Retnaningtyas juga menyatakan pihaknya bekerja sama dengan 16 Puskesmas dan beberapa rumah sakit dan klinik yang dapat melayani KB gratis setiap hari di Kota Yogya. Khusus akseptor yang memilih Metode Operasi Pria (MOP) akan mendapat pengganti biaya hidup Rp satu juta.
“Faskes yang bekerja sama selain Puskesmas ada RSUD Kota Yogya, RS Pramata, RS PKU Muhammadiyah, RS AMC Muhammadiyah, Klinik Firdaus, Klinik Poltekes, PMB Melati, Puri Adisty, RS Bethesda Pusat, RS DKT, Bethesda Lempuyangan Wangi, Klinik Brimedika, Klinik PMI Kota Yogya dan RS Siloam,” imbuhnya.
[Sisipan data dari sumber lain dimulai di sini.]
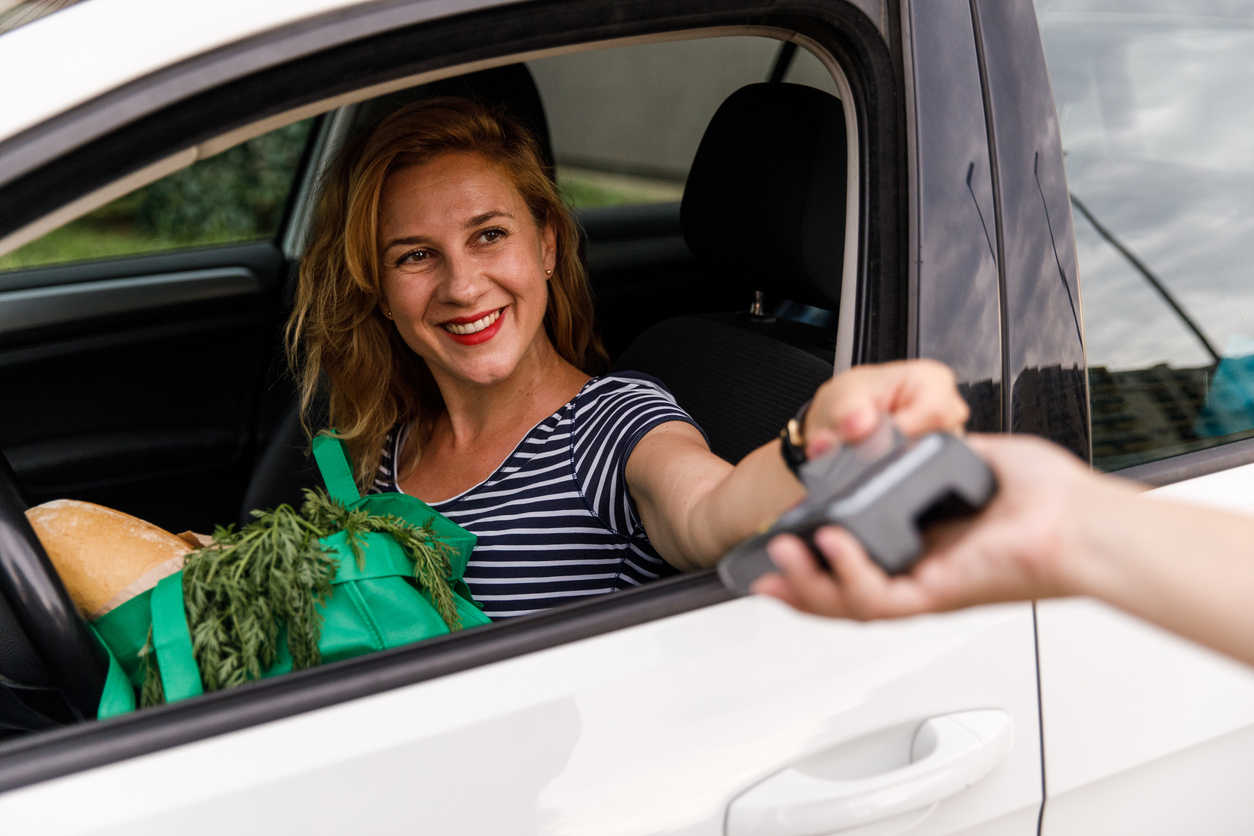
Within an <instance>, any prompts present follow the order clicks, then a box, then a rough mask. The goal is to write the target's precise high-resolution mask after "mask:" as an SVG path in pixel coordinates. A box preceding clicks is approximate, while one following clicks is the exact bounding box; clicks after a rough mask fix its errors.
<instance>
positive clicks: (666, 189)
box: [557, 165, 683, 209]
mask: <svg viewBox="0 0 1254 836" xmlns="http://www.w3.org/2000/svg"><path fill="white" fill-rule="evenodd" d="M557 187H558V192H561V194H562V197H563V198H564V199H566V202H567V203H568V204H569V206H571V207H572V208H574V209H586V208H591V207H598V206H630V204H640V203H677V202H678V201H680V198H682V197H683V183H682V182H675V180H662V179H657V178H651V177H637V175H633V174H621V173H617V172H597V170H592V169H586V168H574V167H569V165H558V167H557Z"/></svg>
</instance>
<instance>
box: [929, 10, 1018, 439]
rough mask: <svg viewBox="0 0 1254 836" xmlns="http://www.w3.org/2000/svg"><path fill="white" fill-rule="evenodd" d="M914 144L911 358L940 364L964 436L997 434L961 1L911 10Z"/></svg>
mask: <svg viewBox="0 0 1254 836" xmlns="http://www.w3.org/2000/svg"><path fill="white" fill-rule="evenodd" d="M909 8H910V39H912V43H913V51H912V56H913V63H912V69H913V75H912V78H913V91H914V97H913V102H914V114H915V115H914V122H915V125H917V128H915V134H917V139H915V143H917V152H915V159H914V167H915V169H917V174H915V178H917V192H918V197H917V211H918V221H917V229H918V231H917V239H918V241H917V247H918V257H917V259H914V261H917V273H918V276H917V282H918V293H917V313H915V317H917V322H918V326H917V327H918V337H917V342H918V348H917V350H918V355H919V356H922V357H932V358H935V360H939V361H942V362H944V363H947V365H948V366H949V367H951V368H953V371H954V377H956V379H957V380H958V384H959V386H962V387H963V396H964V397H966V399H967V404H968V405H969V406H971V411H972V416H971V421H969V422H968V425H967V426H968V429H971V430H976V431H981V432H996V431H998V430H1001V429H1002V426H1003V422H1002V419H1003V411H1004V410H1003V409H1002V396H1001V392H1002V348H1001V342H1002V325H1001V282H999V280H998V274H997V247H996V241H997V228H996V226H994V219H996V216H994V207H993V185H992V172H991V167H989V158H988V130H987V127H986V119H984V100H983V95H982V94H981V73H979V58H978V55H977V53H976V34H974V29H973V25H972V16H971V4H969V0H930V1H915V3H912V4H910V6H909Z"/></svg>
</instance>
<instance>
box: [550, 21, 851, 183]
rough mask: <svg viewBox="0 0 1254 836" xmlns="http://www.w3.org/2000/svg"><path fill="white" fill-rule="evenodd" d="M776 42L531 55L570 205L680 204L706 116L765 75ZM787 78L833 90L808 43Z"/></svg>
mask: <svg viewBox="0 0 1254 836" xmlns="http://www.w3.org/2000/svg"><path fill="white" fill-rule="evenodd" d="M779 50H780V41H777V40H772V39H769V38H751V36H736V38H707V39H697V40H686V41H670V43H661V44H638V45H632V46H619V48H612V49H602V50H593V51H586V53H574V54H569V55H556V56H552V58H543V59H538V60H533V61H528V64H527V66H528V68H529V69H530V71H532V75H533V76H534V78H535V84H537V86H538V88H539V91H540V98H542V99H543V100H544V110H545V113H547V117H548V122H549V132H551V133H552V140H553V154H554V158H556V162H557V175H558V183H559V185H561V187H562V191H563V193H564V194H566V197H567V199H569V201H571V202H572V203H573V204H574V207H576V208H586V207H594V206H624V204H641V203H673V202H678V201H680V198H681V197H682V194H683V180H685V178H686V177H687V172H688V167H690V165H691V164H692V158H693V157H695V155H696V150H697V145H698V144H700V143H701V137H702V134H703V133H705V128H706V125H707V124H709V123H710V118H711V117H712V115H714V113H715V110H717V109H719V105H720V104H722V102H724V99H726V98H727V97H729V95H731V94H732V93H735V91H736V90H739V89H740V88H741V86H745V85H746V84H755V83H760V81H765V80H767V79H769V78H770V73H771V68H772V65H774V63H775V58H776V55H777V54H779ZM786 80H788V81H793V83H798V84H809V85H811V86H818V88H820V89H824V90H826V91H829V93H831V94H835V84H834V83H833V80H831V74H830V73H829V71H828V70H826V68H824V66H823V64H821V63H820V61H819V59H816V58H815V56H814V55H811V54H809V53H806V51H805V50H798V51H796V54H795V56H794V60H793V64H791V65H790V69H789V74H788V76H786Z"/></svg>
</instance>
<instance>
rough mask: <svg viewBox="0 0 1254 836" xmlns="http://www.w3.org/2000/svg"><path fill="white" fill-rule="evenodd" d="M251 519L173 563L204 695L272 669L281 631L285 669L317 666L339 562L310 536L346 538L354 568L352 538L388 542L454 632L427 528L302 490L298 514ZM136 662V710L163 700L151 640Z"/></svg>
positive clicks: (444, 564) (359, 548)
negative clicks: (288, 651)
mask: <svg viewBox="0 0 1254 836" xmlns="http://www.w3.org/2000/svg"><path fill="white" fill-rule="evenodd" d="M252 515H253V516H255V518H256V520H255V521H252V523H250V524H248V525H246V526H245V528H243V529H241V530H238V531H236V530H234V526H233V525H228V526H226V528H222V526H219V528H218V529H217V530H214V531H213V541H212V543H211V544H209V545H207V546H204V548H202V549H197V550H196V551H192V553H191V554H188V555H187V558H186V559H184V563H183V605H184V608H186V610H187V625H188V628H189V630H191V633H192V654H193V657H194V658H196V664H197V667H198V668H199V671H201V681H202V683H203V686H204V689H206V691H218V689H221V688H233V687H236V686H241V684H243V683H246V682H251V681H253V679H258V678H260V677H261V674H262V672H263V671H266V669H267V668H270V666H272V664H273V663H275V659H276V658H277V653H278V639H280V634H281V632H282V630H283V628H286V635H287V649H288V651H290V652H291V654H292V669H293V671H300V669H301V668H308V667H312V666H316V664H319V663H321V661H322V654H321V652H320V651H319V640H320V638H321V635H322V615H321V614H320V613H319V612H317V605H324V604H326V602H327V598H329V597H330V595H331V584H332V583H334V582H335V573H336V568H337V567H339V560H337V558H336V556H335V554H334V553H332V551H327V550H326V549H324V548H322V545H321V543H319V538H325V536H330V535H332V534H336V533H339V531H346V533H347V535H349V536H347V540H349V546H350V548H351V549H352V554H354V556H355V558H356V562H357V567H359V568H362V567H364V565H365V553H364V551H362V548H361V538H362V536H364V535H366V534H371V533H380V534H390V535H391V536H393V538H395V540H396V543H398V544H400V546H401V549H404V551H405V554H406V555H408V556H409V558H410V559H411V560H413V562H414V580H415V582H416V583H418V584H419V585H420V587H421V588H423V589H425V590H426V592H428V594H429V595H430V597H431V602H433V604H434V605H435V609H436V610H438V612H439V614H440V618H441V619H444V623H445V624H448V627H449V629H450V630H458V629H460V628H461V619H460V617H459V614H458V609H456V602H455V599H454V592H453V588H451V585H450V583H449V574H450V570H449V548H448V545H445V544H444V543H443V541H441V540H439V539H438V538H436V536H435V534H434V530H433V526H431V524H430V523H428V524H424V525H420V526H418V525H411V524H409V523H406V521H405V520H403V519H401V518H399V516H395V515H393V514H386V515H375V514H371V513H370V511H367V510H365V509H362V508H357V509H350V508H347V506H345V505H344V504H342V503H340V501H337V500H335V499H331V498H330V496H329V495H327V494H326V491H324V490H321V489H317V490H306V491H305V503H303V505H302V506H301V510H300V513H297V511H296V510H295V509H292V506H291V505H280V506H278V508H276V509H275V510H272V511H252ZM139 657H140V659H142V661H143V663H144V684H143V689H142V692H140V704H142V706H144V707H147V706H155V704H161V703H163V702H166V696H164V692H163V689H162V684H161V673H159V671H158V667H157V654H155V653H154V652H153V651H152V632H150V630H149V635H148V643H147V644H145V645H144V648H143V649H142V651H140V652H139Z"/></svg>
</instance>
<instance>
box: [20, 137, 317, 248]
mask: <svg viewBox="0 0 1254 836" xmlns="http://www.w3.org/2000/svg"><path fill="white" fill-rule="evenodd" d="M310 125H311V120H305V122H298V123H295V124H291V125H287V127H285V128H280V129H277V130H272V132H270V133H266V134H262V135H260V137H256V138H253V139H250V140H248V142H245V143H241V144H238V145H236V147H233V148H228V149H227V150H224V152H222V153H219V154H216V155H213V157H209V158H207V159H202V160H198V162H196V163H193V164H192V165H189V167H188V168H184V169H182V170H178V172H174V173H173V174H168V175H167V177H163V178H162V179H159V180H157V182H154V183H149V184H148V185H145V187H143V188H140V189H137V191H134V192H132V193H129V194H127V196H123V197H120V198H117V199H115V201H112V202H110V203H107V204H105V206H103V207H100V208H99V209H95V211H94V212H92V213H89V214H87V216H84V217H82V218H79V219H76V221H71V222H70V223H66V224H65V226H63V227H60V228H58V229H54V231H53V232H49V233H48V234H45V236H43V237H41V238H38V239H35V241H33V242H30V243H28V244H25V246H24V247H21V248H19V249H15V251H14V252H11V253H8V254H6V256H0V271H3V269H19V268H24V267H39V266H44V264H58V263H65V262H79V261H94V259H98V258H112V257H119V256H138V254H143V253H153V252H162V251H167V249H186V248H191V247H204V246H209V244H224V243H241V242H246V241H257V239H265V238H272V237H273V236H275V233H276V232H277V231H278V224H280V222H281V221H282V214H283V209H285V207H286V204H287V196H288V192H290V191H291V187H292V182H293V179H295V175H296V169H297V167H298V165H300V160H301V157H302V154H303V150H305V145H306V143H307V140H308V135H310Z"/></svg>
Asisten Pemerintahan dan Kesejahteraan Rakyat Setda Pemerintah Kota Yogyakarta Yunianto Dwi Sutono menyampaikan, Gertak KB menjadi langkah strategis dan terintegrasi untuk mewujudkan keluarga berkualitas dan pertumbuhan penduduk yang seimbang.
“Pelayanan KB yang berkualitas juga menjadi bentuk upaya meningkatkan kualitas sumber daya manusia generasi penerus, secara terencana, aman dan terjaga kesehatannya, secara jasmani, maupun rohani,” ujarnya.
Sementara itu salah satu akseptor, Maharani Ulfa yang berusia 25 tahun memutuskan untuk mengakses KB Implan karena sudah memiliki 2 anak.